We are not lawyers and per TOS cannot give advice. But, it has been my experience, that essentially "they" can do whatever they wish (unless you have a signed contract), but you as the nurse can refuse any assignment that you feel you are not qualified to safely perform. Many, if not all, BON have statements that give specific information and regulations within the stats nurse practice act.
and my state of Massachusetts
Massachusetts Nurses Association - Nursing Resources - Nursing Practice - Accept or Reject an Assignment
What I would do is let you DON know of your concerns and tell that you cannot accept an assignment that you have not been properly oriented to and feel safe to do, that they as a nurse as well, should understand this......and that you will require an orientation in order to full fill your new duties and develop the "proven" competencies as required by The Joint Commission. See where this new directive goes from that point.
Now, Unless you entered into a written contract that states exactly what your duties and compensation are/were to be prior to the start of your employment there is not much you can do. Contracts such as this are usually only offered to very high level employees, 99% of the rest of us poor slobs have an "employee-at-will" relationship with their employer, meaning that the employer can dismiss the employee at any time without notice (although most employers will provide some notice and perhaps severance pay). Your job description does not rise to the level of an employment contract.
Unfortunately, in this economy, you are not alone -- these kinds of things are happening all over the country because of the poor economy and there is simply not much you can do about it. In this economic climate, employers know they have the upper hand, and some companies are doing well and still laying off people and making others remaining do more work than ever before. It is a catch 22 -- you can leave the job but may have problems finding another one right now.
An employer may hire someone for a particular job and then the job is eliminated or changed over time. Just because the employer hired someone into a specific job does not mean that the employer is obligated to maintain that specific job no matter what transpires regarding technology, for example, and other factors that affect company operations.

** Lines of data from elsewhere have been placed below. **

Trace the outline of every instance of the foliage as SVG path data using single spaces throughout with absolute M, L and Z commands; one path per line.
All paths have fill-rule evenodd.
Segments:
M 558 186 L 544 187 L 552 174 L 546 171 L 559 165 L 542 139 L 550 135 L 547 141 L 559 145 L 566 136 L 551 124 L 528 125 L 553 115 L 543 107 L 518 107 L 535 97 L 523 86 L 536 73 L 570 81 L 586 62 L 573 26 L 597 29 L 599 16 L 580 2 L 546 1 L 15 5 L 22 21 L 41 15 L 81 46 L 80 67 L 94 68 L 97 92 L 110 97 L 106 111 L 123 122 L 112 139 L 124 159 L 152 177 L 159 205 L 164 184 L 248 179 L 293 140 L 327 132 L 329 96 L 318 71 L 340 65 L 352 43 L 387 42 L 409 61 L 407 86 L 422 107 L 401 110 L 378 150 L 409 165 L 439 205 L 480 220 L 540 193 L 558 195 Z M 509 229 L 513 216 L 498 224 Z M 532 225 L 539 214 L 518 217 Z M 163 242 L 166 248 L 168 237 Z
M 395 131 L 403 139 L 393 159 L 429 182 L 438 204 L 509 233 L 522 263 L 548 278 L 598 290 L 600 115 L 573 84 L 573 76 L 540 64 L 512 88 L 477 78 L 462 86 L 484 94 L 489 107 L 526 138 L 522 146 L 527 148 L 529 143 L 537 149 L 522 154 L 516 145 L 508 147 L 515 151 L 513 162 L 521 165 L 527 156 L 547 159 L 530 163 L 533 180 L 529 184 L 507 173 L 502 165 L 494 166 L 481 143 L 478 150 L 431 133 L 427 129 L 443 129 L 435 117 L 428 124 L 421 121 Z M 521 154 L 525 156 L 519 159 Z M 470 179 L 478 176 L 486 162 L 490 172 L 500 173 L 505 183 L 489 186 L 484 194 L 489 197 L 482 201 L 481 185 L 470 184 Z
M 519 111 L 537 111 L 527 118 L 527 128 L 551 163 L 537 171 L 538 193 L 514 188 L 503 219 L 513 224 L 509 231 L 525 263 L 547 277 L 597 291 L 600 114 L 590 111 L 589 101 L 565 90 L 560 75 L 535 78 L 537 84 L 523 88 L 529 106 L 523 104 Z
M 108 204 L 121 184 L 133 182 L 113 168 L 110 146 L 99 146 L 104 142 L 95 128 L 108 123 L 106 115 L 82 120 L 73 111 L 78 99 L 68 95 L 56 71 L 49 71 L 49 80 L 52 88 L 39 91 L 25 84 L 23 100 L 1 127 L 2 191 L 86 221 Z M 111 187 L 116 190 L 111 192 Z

The employee always has the right to leave if the changes in the job title, job requirements or responsibilities are not acceptable to him/her. But employers have the right to determine what workforce they need to run the company efficiently and effectively--and profitably (code for getting rid of the expensive employees). Especially if you live in an "At will" state.There are "right to work" states that may cover this somewhat......that is where you need to talk to an employment lawyer or your states DOL website.